I'm a relative expert in some domains, but I just find the fancy languages tiresome. I even find so called experts who find it condescending to use a straightforward language tiresome. Seriously - these so called experts never actually deliver any actual product. They just loop around writing line noise that is unreadable.
If you code with others, look into the idea of write-only languages. I think you'll find some of the ideas behind go make some more sense if you understand what they are working to avoid.
I don't hate generics, but don't think they are critical to go's success.
Treating users like idiots is a common engineering practice, not only in programming. Assuming users only make intelligent choices is just unrealistic. It is not that you underestimate any particular person.

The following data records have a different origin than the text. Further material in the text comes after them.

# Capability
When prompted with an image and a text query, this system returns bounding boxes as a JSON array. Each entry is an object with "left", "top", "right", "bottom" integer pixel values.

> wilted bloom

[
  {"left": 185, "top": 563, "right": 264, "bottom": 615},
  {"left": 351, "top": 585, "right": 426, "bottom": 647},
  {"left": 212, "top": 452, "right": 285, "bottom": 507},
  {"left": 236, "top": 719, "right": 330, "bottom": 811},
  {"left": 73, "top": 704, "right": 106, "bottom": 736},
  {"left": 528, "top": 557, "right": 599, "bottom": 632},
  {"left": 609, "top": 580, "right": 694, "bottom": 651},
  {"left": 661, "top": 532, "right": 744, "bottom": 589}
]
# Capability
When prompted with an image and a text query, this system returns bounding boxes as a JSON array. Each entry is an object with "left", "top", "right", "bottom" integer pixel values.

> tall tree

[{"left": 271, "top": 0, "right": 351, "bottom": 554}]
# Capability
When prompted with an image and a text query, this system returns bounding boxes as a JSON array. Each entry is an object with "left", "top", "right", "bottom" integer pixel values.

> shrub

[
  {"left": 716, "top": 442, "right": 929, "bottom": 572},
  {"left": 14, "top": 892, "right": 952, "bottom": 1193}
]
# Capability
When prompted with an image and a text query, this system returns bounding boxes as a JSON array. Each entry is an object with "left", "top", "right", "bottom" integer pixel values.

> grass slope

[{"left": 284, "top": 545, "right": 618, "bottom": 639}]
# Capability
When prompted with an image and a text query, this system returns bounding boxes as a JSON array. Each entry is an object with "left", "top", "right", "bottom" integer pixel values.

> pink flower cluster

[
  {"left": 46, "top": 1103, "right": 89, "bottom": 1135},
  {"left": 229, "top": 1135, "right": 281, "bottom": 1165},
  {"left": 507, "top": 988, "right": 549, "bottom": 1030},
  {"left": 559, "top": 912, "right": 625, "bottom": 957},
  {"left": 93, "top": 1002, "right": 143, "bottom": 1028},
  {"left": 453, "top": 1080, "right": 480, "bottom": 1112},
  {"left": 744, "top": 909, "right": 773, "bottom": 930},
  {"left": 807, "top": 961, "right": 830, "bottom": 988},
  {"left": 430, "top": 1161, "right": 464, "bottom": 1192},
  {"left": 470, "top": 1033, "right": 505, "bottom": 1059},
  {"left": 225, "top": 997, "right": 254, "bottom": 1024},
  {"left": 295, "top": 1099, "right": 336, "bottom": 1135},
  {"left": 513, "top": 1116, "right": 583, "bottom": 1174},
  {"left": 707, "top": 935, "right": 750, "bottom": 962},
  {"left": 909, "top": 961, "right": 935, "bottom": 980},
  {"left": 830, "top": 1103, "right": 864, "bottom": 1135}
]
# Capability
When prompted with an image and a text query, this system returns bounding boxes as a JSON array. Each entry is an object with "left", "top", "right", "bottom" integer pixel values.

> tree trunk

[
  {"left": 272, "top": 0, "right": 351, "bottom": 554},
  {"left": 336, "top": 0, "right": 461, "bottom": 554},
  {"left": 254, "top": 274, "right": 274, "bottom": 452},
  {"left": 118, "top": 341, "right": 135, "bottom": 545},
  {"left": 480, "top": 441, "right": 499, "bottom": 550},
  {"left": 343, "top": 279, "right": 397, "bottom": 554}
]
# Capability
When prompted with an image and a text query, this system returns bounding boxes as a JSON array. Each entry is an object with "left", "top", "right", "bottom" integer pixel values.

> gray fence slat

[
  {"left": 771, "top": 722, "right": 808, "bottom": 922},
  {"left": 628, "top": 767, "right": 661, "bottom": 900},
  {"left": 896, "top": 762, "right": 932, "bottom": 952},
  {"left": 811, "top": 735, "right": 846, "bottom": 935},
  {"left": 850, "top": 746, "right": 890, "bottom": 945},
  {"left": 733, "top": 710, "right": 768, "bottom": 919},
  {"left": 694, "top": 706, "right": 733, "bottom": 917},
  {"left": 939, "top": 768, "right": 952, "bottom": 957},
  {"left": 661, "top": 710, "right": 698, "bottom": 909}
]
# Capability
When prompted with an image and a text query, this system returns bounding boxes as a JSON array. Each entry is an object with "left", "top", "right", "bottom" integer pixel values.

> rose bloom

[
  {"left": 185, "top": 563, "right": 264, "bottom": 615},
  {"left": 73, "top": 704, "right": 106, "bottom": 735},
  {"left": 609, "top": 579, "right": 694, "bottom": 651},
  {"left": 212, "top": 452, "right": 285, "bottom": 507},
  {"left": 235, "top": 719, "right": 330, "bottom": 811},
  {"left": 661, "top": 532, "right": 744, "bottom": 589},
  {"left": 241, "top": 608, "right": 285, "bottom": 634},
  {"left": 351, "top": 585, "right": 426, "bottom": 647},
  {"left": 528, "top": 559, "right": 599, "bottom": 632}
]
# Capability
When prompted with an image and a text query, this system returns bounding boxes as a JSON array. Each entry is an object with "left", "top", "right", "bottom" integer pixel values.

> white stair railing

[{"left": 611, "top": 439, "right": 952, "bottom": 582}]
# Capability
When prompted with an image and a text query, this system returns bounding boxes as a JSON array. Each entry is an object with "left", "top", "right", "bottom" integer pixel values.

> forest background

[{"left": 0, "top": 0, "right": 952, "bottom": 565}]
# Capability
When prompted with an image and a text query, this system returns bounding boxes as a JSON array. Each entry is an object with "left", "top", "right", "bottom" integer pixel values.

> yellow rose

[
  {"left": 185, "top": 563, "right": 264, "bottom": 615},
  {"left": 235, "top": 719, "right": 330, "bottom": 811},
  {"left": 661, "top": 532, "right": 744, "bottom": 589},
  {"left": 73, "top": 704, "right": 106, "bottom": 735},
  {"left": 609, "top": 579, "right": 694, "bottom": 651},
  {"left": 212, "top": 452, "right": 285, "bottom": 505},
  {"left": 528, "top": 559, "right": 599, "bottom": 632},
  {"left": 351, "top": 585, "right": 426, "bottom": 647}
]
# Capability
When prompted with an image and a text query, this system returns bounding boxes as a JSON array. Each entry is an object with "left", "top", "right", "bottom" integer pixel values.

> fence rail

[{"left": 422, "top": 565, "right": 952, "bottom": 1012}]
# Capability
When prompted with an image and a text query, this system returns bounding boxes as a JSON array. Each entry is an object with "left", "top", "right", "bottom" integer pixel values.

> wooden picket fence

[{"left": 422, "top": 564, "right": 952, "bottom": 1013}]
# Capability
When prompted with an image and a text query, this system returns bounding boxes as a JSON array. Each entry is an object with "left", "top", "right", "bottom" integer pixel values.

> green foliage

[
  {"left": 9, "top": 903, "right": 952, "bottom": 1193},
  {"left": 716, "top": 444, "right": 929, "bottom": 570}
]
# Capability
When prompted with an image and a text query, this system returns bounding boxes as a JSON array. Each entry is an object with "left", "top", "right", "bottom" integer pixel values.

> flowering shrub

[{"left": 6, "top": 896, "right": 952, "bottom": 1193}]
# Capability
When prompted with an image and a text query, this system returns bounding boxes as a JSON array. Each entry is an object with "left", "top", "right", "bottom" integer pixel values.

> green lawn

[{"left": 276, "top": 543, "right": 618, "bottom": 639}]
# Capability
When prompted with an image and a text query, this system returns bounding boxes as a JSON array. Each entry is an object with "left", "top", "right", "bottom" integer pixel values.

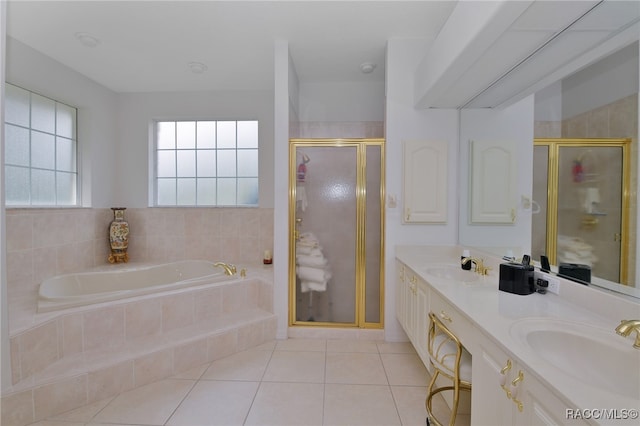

You may argue if Go finds the right compromise between giving enough power to their users and not allowing them to shoot themselves in their feet, but the general premise seems to be a very sound one to me.
I think that often people judge programming languages, or frameworks, based on how it would work for them when working on a medium sized one man project.
I believe the designers of Go are onto something.
It's not just the code, but how the code will evolve over time, after a few years of having dozens or perhaps hundreds of programmers modifying it.[1]
In a large shared code base the following dynamic plays out.
* A programmer is assigned to fix a bug, or add a feature.
* His reward for that task is limited to whether he succeeded in achieving that task.
* Even if he is rewarded for improving the codebase overall (refactoring), this introduces much more risk than simply making his changes and getting out.
Basically, everyone wants to get in, make their change, and get out. Now iterate this a few thousand times.
Really it's just the tragedy of the commons, and codebases rot because of it.
The problem is magnified if the language encourages lots of complicated abstractions and meta-programming, because abstractions are difficult to evolve incrementally.[2]
Honestly, I just see Go as a reaction against C++ in this regard.
I still believe however, that the Go team went too far in leaving out features, especially in the areas of generics and error handling. I mean both create more code, so what if it's simple code?
Then the problem becomes that you just have more lines of code to maintain and test.
[1] And for twenty years I was a freelance consultant brought in to untangle big pile of mud codebases for projects in crisis.
[2] See the concepts of assimilation vs. accommodation in psychology. Once your abstractions need to accommodate an inconvenient new fact, then it takes a lot of disruptive effort to fix the problem.
Have you checked that he actually says this in the talk that you're linking to? I've seen this quotation repeated all over the place, but I've never been able to source it. It sounds more like a hostile paraphrase than a word-for-word transcription.
Fair enough. I had not found any other citations that gave the timestamp.
I wasn't suggesting that you'd deliberately make up the quote, but you can find it all over the place without a proper citation, so I thought it was possibly apocryphal.